~JOANNA PEARSON~
THE
CONJOINED TWINS
We looked so lovely when, as girls, we wore
those fat, starched ribbons in our ponytails,
white matching pinafores of eyelet lace,
and coal-black patent leather boots. A pair
of beauties in cahoots, we whispered jokes,
then sang on stage in high, canary voices
our slow, plaintive duet, its innocent
refrain of love and never-lonesomeness.
They asked for autographs, the soft-voiced men
who stared with quivering hands and rheumy eyes,
and looked like they might gobble us. We shared
that uncleaved slope of skin and bone, our pelvis-
to-pelvis perma-dance; like knotted gymnasts,
we shook and shimmied cute but double-wide
through doorways into spotlights with a smile
and dual curtsey, to applause, gasps.
Charmed by our pale parasols, they wept,
the wives, and whiskered gentlemen adored us,
but we yearned for the lion tamer’s boy.
We wrote him love notes on blue stationery.

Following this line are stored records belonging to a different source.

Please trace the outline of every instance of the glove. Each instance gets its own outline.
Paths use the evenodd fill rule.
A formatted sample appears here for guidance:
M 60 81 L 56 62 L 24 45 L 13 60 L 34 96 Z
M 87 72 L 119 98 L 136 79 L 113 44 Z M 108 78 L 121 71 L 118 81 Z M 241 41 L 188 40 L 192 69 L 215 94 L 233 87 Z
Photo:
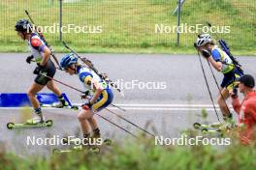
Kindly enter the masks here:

He kept away from us until we lured
him close with mirrored blossoms, twenty fingers
to coax him toward our slim, carnivorous petals.
He tugged our manes and gentled us like felines.
We were a two-stemmed cherry made for sharing,
but he picked only one. The smell of lions,
fur and fetid breath, would make us flinch,
but we stayed stalwart, played the melded darlings
until the end. Now our strange rest positions
remain a comfort underneath the sheets
these evenings as we hum ourselves to sleep.
Our joints are bad, our voices crack, we charm
no one at all. The carnival has gone.
We stare out separate windows of the house,
and hold a single silence, drink our tea.
When we undress for bed, we speak no words,
dream riven dreams of sharp knives glittering.